Entró, trayendo consigo el aroma de un perfume caro y algo más. Algo metálico que me revolvió el estómago.
—He venido a ofrecerte salvación —continuó, acercándose con gracia felina—. Debes abandonar este reino inmediatamente y no regresar jamás. El Rey y su consejo han tomado una decisión. Planean ejecutarte al amanecer.
Mi expresión no reveló nada, pero mi pulso martilleaba contra mi garganta.
Sylvia extendió la mano y colocó una mano con manicura perfecta sobre mi brazo. Su toque se sentía como hielo a través de mi delgado vestido de prisionera. —No te preocupes por Jeffrey y Naia. Personalmente me aseguraré de que estén bien cuidados. Puedes partir de este mundo sabiendo que serán valorados y amados. Considéralo un acto de misericordia de mi parte.
Las palabras fluyeron con demasiada suavidad. Demasiado ensayadas. Como líneas de una obra que había practicado frente a un espejo.
Sylvia era muchas cosas, pero misericordiosa nunca había sido una de ellas.
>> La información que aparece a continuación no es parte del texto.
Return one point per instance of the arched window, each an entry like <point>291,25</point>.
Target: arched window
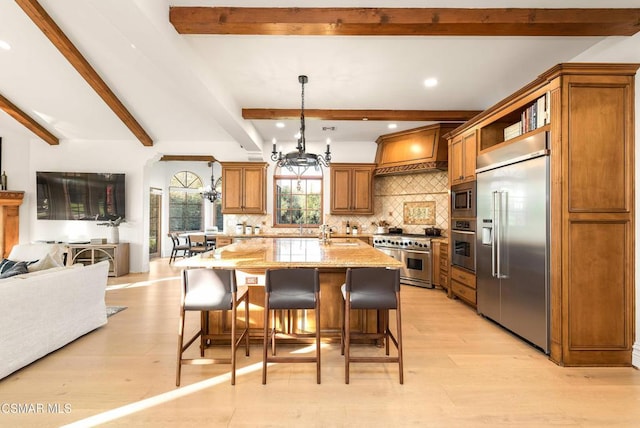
<point>185,202</point>
<point>297,198</point>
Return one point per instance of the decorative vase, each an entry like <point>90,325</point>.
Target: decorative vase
<point>114,235</point>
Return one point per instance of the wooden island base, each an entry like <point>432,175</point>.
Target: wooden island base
<point>253,257</point>
<point>298,322</point>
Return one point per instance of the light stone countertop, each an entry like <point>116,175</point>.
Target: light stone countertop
<point>264,253</point>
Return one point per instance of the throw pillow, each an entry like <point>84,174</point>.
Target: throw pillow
<point>17,268</point>
<point>47,262</point>
<point>6,264</point>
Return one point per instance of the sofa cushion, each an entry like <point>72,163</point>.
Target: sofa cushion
<point>16,268</point>
<point>47,262</point>
<point>36,251</point>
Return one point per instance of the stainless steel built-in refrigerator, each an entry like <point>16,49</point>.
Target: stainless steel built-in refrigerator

En el momento en que terminó de hablar, ataqué. Mi mano salió disparada y se envolvió alrededor de su pálido cuello, empujándola contra la pared de piedra con suficiente fuerza para hacer temblar la puerta de la celda en sus goznes.
Sus ojos se agrandaron por la sorpresa, pero solo por un momento.
—¿Dónde están mis hijos? —Las palabras salieron como un gruñido, bajo y peligroso—. Si estás tan ansiosa por “cuidarlos”, sabes exactamente dónde están.
Durante varios latidos, no dijo nada. Solo me miró con esos ojos fríos y calculadores. Luego su boca comenzó a curvarse hacia arriba en una sonrisa que me heló la sangre.
Su risa comenzó como un susurro y creció hasta llenar toda la celda. Alta y musical y completamente incorrecta.
—Oh, siempre fuiste inteligente —ronroneó—. Demasiado inteligente para tu propio bien.
Mi agarre se apretó hasta que pude sentir su pulso revoloteando bajo mis dedos. —¿Dónde están?
Su sonrisa se ensanchó más, revelando dientes blancos perfectos. —Cuando dije que me encargaría de ellos, quise decir que los enviaría a un lugar donde nunca volverían a molestar a nadie.
Las palabras me golpearon como golpes físicos. El hielo inundó mis venas mientras empezaba a comprender.
—¿Qué estás diciendo? —Mi voz se quebró al pronunciar las palabras.
Ella inclinó la cabeza, estudiando mi rostro como si fuera un espécimen interesante. —Los maté, querida. Tus preciosos pequeños están muertos.